Lesson 9 Introduction
In Part I of this workshop, we saw that eBird provides a wealth of open access bird observation data. The sheer volume of data, combined with the broad spatial, temporal, and taxonomic coverage, make the eBird database a valuable resource for answering a variety of ecological questions. Furthermore, eBird data have two key characteristics that distinguish it from many other citizen science projects and facilitate robust ecological analyses: the complete checklists allow non-detection to be inferred and the effort information associated with a checklist facilitates robust analyses by accounting for variation in the observation process.
Despite the strengths of eBird data, species observations collected through citizen science projects present a number of challenges that are not found in conventional scientific data. The following are some of the primary challenges associated these data; challenges that will be addressed in the following lessons:
- Taxonomic bias: eBirders often have preferences for certain species, which may lead to preferential recording of some species over others. Restricting analyses to complete checklists largely mitigates this issue.
- Spatial and temporal bias: eBird data are not randomly distributed in space and time. Most eBirders submit data from times and places that are convenient (e.g. near roads or on weekends) or likely to produce checklists with high biodiversity (e.g. in good habitats, during migration, or early in the morning). Spatiotemporal subsampling, covered in Part I of this workshop, can reduce the impact of spatial and temporal bias.
- Class imbalance: bird species that are rare or hard to detect may have data with high class imbalance, with many more checklists with non-detections than detections. For these species, a distribution model predicting that the species is absent everywhere will have high accuracy, but no ecological value. Subsampling detections and non-detections independently can be used to address class imbalance.
- Spatial precision: the spatial location of an eBird checklist is given as a single latitude-longitude point; however, this may not be precise for two main reasons. First, for traveling checklists, this location represents just one point on the journey. Second, eBird checklists are often assigned to a hotspot (a common location for all birders visiting a popular birding site) rather than their true location. Filtering eBird data to checklists below a given length (e.g. less than 5 km), and summarizing covariates within a neighborhood around the checklist location, will reduce the impact of spatial imprecision.
- Variation in detectability: detectability describes the probability of a species that is present in an area being detected and identified. It varies by season, habitat, and species. Furthermore, eBird data are collected with high variation in effort, time of day, number of observers, and external conditions such as weather, all of which can affect the detectability of specie. Therefore, detectability is particularly important to consider when predictions are compared between seasons, habitats or species. Since eBird uses a semi-structured protocol, that collects variables associated with variation in detectability, we’ll be able to account for a larger proportion of this variation in our analyses.

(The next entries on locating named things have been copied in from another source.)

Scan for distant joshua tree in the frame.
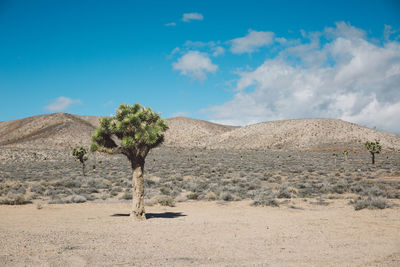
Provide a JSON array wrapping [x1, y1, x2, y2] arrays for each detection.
[[364, 141, 382, 164], [72, 147, 88, 176], [332, 153, 338, 166], [342, 149, 350, 161], [90, 104, 168, 220]]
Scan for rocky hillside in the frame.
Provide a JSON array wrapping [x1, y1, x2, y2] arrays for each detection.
[[165, 117, 238, 147], [0, 113, 95, 148], [202, 119, 400, 151], [0, 113, 400, 151]]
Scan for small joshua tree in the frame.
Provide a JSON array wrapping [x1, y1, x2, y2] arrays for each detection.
[[332, 153, 338, 166], [364, 141, 382, 164], [72, 147, 88, 176], [90, 104, 168, 220], [342, 149, 349, 161]]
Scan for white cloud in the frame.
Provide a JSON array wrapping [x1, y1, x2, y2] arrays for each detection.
[[45, 96, 82, 112], [171, 111, 190, 118], [182, 13, 203, 22], [230, 30, 276, 54], [211, 46, 225, 57], [206, 23, 400, 133], [172, 51, 218, 80]]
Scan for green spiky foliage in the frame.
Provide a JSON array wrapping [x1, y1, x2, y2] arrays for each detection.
[[364, 141, 382, 164], [90, 104, 168, 219], [72, 147, 88, 176], [90, 104, 168, 163], [342, 149, 350, 161]]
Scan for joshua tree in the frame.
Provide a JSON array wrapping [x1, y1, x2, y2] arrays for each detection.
[[72, 147, 88, 176], [364, 141, 382, 164], [332, 153, 338, 166], [90, 104, 168, 220], [342, 149, 349, 161]]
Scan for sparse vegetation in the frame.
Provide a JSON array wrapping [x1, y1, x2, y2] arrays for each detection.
[[91, 104, 168, 220], [0, 147, 400, 211], [72, 147, 88, 176], [364, 141, 382, 164]]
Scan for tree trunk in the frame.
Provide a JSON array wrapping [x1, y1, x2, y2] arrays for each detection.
[[131, 162, 146, 220]]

The following three lessons will focus on modeling patterns of bird distribution and abundance using eBird data. We won’t delve too deeply into the technical details of these models, rather we’ll focus on demonstrating a set of best practices for distribution modeling that address the specific challenges associated with eBird data. The three types of models that we’ll cover are:
- Encounter rate: expected rate of an average eBirder encountering a species while traveling 1km, 1 hour, at the optimal time of day.
- Occupancy: probability that a site hosts one or more individuals of a species. In this model, detection is explicitly estimated.
- Relative abundance: expected count of a species by an average eBirder while traveling 1km, 1 hour, at the optimal time of day.
Both encounter rate and relative abundance will be modeled using a machine learning approach, where the focus is primarily on prediction. In contrast, occupancy modeling is a more traditional likelihood approach, where the focus is on inference and trying to understand the process that generated the data. Machine learning has the additional benefit that it can learn complex, non-linear relationships between the response and predictor variables, while occupancy models are typically constrained to linear effect and simple interactions.
9.1 Example data
For all the examples in the following lessons, we’ll focus on modeling Wood Thrush in June in Bird Conservation Region (BCR) 27 (Southeastern Coastal Plain). To prepare data for these lessons, we extracted complete traveling and stationary eBird checklists from the past 10 years and zero-filled them to produce presence-absence data following the methods outlined in Part I of this workshop. In addition, to reduce the variation in detectability between checklists, we restricted checklists to less than 5 hours long and 5 km in length, and with 10 or fewer observers. Finally, we processed remotely sensed land cover and elevation data to be used as covariates for modeling. Specifically, within a 2.5 km neighborhood around each checklist, we used the MODIS MCD12Q1 land cover product to calculate the percentage of 16 different land cover classes and a global elevation dataset to calculate the mean and standard deviation of elevation.
The workshop data package discussed in the Introduction contains all the prepared data. If you haven’t already done so, download and unzip this file, then move all the files in the data/
subdirectory to the data/
subdirectory of your RStudio project. The following map shows the study area and eBird checklists that we’ll use.
The code used to generate these data is available in the eBird Best Practices book associated with this workshop. Consult the chapter on eBird Data for details on the eBird data extraction and the chapter on habitat covariates for details on preparing the land cover and elevation data.